The two biggest drivers of the protracted bout of food inflation the eggs, meat and fish and fruit and vegetables segments saw average annual WPI inflation over the last five years hit 17.2% and 12.8%, respectively, driving up the average food inflation during this period to 12.2%. Even a 12.5% average annual inflation in milk since 2009-10 has caused overall food inflation to soar further. Yet the import taxes on some such products have been as high as 100%, with most still attracting a 30% basic customs duty (which represents import tariff) despite a clear domestic shortfall.

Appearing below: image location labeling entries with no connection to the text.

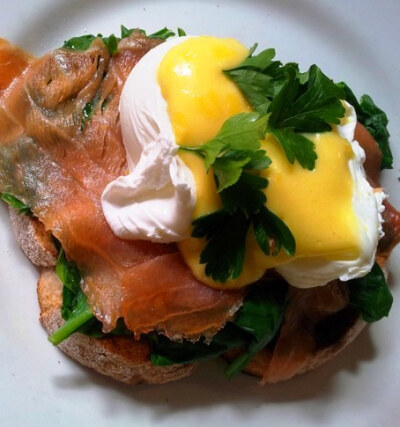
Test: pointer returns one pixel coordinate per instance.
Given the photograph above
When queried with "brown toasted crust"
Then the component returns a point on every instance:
(33, 239)
(258, 365)
(121, 358)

Former Commission for Agricultural Costs and Prices chairman Ashok Gulati has suggested the government trim import duties on food products especially fruit, vegetables, dairy, meat and fish to much lower levels of 10-15% so that the interests of farmers can be balanced with those of consumers, apart from offloading grains from official granaries and curbing the fiscal deficit to contain the price rise.
Cutting import duties has become even more relevant given the forecast of below-normal monsoon rains this year. Also, WPI inflation for eggs meat and fish rose to 12.47% in May compared with 9.97% in the previous month and in the case of fruits, the figure was a discomfiting 19.47% in May against 16.46% in April.
Analysts say that while the consumption patterns are changing and an upwardly mobile population is seeking more protein-based items, imposing import restrictions on such items is imprudent. Moreover, since 40% of fruit and vegetables in the country get wasted each year due to lack of farm sector marketing reforms and adequate infrastructure, it defies logic to impose such high import tariffs.